Balancing of competitive two-player Game Levels with Reinforcement Learning
Florian Rupp, Manuel Eberhardinger, Kai Eckert
TL;DR
This work addresses the challenge of balancing competitive two-player tile-based game levels by introducing a domain-independent architecture within PCGRL that separates level generation from balancing. It employs swap-based representations (Swap-Narrow, Swap-Turtle, Swap-Wide) and a reward design driven by simulated balancing outcomes to modify given levels toward equal win rates, demonstrated in the Neural MMO environment. The approach improves balancing efficiency versus plain PCGRL, enables insight into which tiles most influence balance, and yields playable, diverse levels with high validity. The method has potential practical impact for game design and could be extended to other domains where environmental balance is critical, such as adaptive level design or city planning scenarios.
Abstract
The balancing process for game levels in a competitive two-player context involves a lot of manual work and testing, particularly in non-symmetrical game levels. In this paper, we propose an architecture for automated balancing of tile-based levels within the recently introduced PCGRL framework (procedural content generation via reinforcement learning).

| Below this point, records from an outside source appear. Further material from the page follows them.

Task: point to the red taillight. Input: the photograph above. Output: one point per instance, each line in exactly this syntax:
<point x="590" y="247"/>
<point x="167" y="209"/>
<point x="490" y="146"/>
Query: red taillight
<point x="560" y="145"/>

Our architecture is divided into three parts: (1) a level generator, (2) a balancing agent and, (3) a reward modeling simulation. By playing the level in a simulation repeatedly, the balancing agent is rewarded for modifying it towards the same win rates for all players. To this end, we introduce a novel family of swap-based representations to increase robustness towards playability. We show that this approach is capable to teach an agent how to alter a level for balancing better and faster than plain PCGRL. In addition, by analyzing the agent's swapping behavior, we can draw conclusions about which tile types influence the balancing most. We test and show our results using the Neural MMO (NMMO) environment in a competitive two-player setting.